Boko Haram's kidnapped girls: Nigeria's side of the story

The Chibok girls were abducted in a state the size of Ireland that has 30,000 schools. Those basic logistics are not so easy to surmount.

Afolabi Sotunde/Reuters/File
A protester addresses the 'Bring Back Our Girls' protest group as they march to the presidential villa to deliver a protest letter to Nigeria's President Goodluck Jonathan in Abuja, calling for the release of the Nigerian schoolgirls in Chibok who were kidnapped by Islamist militant group Boko Haram, May 22, 2014.

A version of this post originally appeared on Africa in Transition. The views expressed are the author's own. 

Nigerian president Goodluck Jonathan and his administration have been subject to withering criticism at home and abroad over the government’s response to the Boko Haram kidnapping of some three hundred schoolgirls from Chibok.

There are ongoing demonstrations in Nigeria by women, united across ethnic and religious boundaries, calling for greater government engagement in finding and liberating them.

Abroad, the episode has highlighted Nigeria’s governance challenges, including corruption and the apparent near-collapse of its military. 

Amb. Olusegun Akinsanya, office director of the Institute for Security Studies in Addis Ababa, a former senior Nigerian diplomat, a businessman, and an academic, has written a thoughtful analysis of the Chibok kidnapping and why it has been so hard for the Nigerian government to overcome Boko Haram.

Though titled “The Chibok Girls—Nigeria’s Side of the Story,” the piece is not a whitewash of the government’s “slow and inadequate” response to the crisis.

But he does highlight some of the practical difficulties the government faces. He points out that Borno state is about the size of Ireland. There are over 30,000 schools in the state. The infrastructure is woefully underdeveloped. These factors limit, he suggests, what the army and government can do.
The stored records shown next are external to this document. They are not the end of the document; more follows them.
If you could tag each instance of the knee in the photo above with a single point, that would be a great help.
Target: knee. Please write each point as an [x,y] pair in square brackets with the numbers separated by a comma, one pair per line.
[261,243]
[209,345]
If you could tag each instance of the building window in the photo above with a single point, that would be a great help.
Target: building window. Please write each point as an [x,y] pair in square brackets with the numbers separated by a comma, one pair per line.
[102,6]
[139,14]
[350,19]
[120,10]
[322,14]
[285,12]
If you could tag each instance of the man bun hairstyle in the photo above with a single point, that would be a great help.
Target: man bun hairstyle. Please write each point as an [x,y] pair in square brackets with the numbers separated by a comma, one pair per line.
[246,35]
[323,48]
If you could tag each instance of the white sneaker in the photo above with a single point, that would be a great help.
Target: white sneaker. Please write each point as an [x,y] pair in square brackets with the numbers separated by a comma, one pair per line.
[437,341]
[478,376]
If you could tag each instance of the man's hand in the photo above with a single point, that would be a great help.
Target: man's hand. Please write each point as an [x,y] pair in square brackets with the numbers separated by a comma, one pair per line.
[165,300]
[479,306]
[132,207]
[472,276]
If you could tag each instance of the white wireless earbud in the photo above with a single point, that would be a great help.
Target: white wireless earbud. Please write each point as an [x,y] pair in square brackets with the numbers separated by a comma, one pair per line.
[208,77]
Amb. Akinsanya maintains that, in fact, the government has done much to recover the girls, but it has failed to adequately communicate its actions to the public.

He also looks at the deeper causes of Boko Haram: economic underdevelopment in the north, youth unemployment, climate change (including the drying-up of Lake Chad).

He notes the impact of the upcoming February 2015 national elections as well. Without developing the theme, he suggests that those elections “could serve to appease the political situation,” which seems counterintuitive given the bloodshed following the elections of 2011.

In his analysis of Boko Haram, I would have liked to see a discussion of the end of power alternation between north and south, the role of corruption, and his thoughts on the causes of the military’s collapse. He observed that “orthodox Muslims” do not approve of Boko Haram’s methods. Very true. But much of the traditional Islamic leadership in the north appears to be discredited on the “street.”

Perhaps in subsequent articles Amb. Akinsanya will be able to address some of these issues.